I wondered which the editors would select for this first year's anthology, but of course, since they're so short, no selection—that is, no deselection—was necessary. We get the entire year's run of the magazine in one volume, in the exact order the stories were published.

Presumably, given the magazine's stated policy, the first of each pair of stories was commissioned by editor Sean Wallace, the second selected by editor Nick Mamatas from open submissions. I don't see any particular pattern to them, if that's accurate, except that the commissioned stories tend to be longer, and only they go over a 4000 word limit. If that's a pattern.

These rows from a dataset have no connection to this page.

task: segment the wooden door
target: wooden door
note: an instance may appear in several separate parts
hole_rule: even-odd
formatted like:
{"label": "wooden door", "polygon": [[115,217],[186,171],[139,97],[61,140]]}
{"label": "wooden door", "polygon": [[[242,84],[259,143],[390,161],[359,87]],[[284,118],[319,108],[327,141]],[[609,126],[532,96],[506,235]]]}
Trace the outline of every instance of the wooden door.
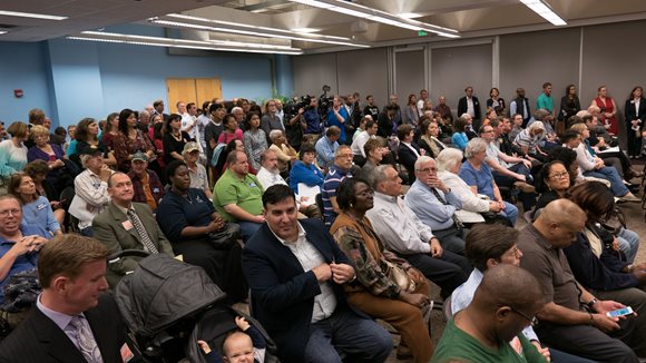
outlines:
{"label": "wooden door", "polygon": [[219,78],[197,78],[195,80],[195,91],[197,95],[197,108],[200,108],[204,101],[222,98],[222,82]]}
{"label": "wooden door", "polygon": [[169,114],[177,112],[178,101],[188,104],[197,100],[194,78],[168,78],[166,79],[166,90],[168,95],[166,109]]}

There's also no particular pattern to the type of story to be found here, except that fantasy outweighs science fiction, which is perhaps par for magazines that run both. We have alternate history, near- and far-future science fiction, fables and fantasies derived from other cultures, traditional secondary world fantasy (or at least, fiction that appears to be set in such), modern and historical fantasy, horror, and one or two tales with no speculative content. Many stories verge into that loosey-goosey catch-all, "slipstream," meaning genre fiction that has abandoned many genre markers and central genre concerns, is for the most part literary rather than popular fiction, but still plays with genre, borrows from it, or plays off it. The storytelling runs from straightforward and traditional to postmodern to surrealistic to the downright opaque and obscure.

The avowed intention of the editors was to catch the audience's interest and to entertain. The first year of Clarkesworld delivers on this more often than not, more often than could be reasonably expected. Do the stories always work? Not for me. But that would be a bit much to expect. In fact, it would be a bit creepy. But those that do, do so admirably.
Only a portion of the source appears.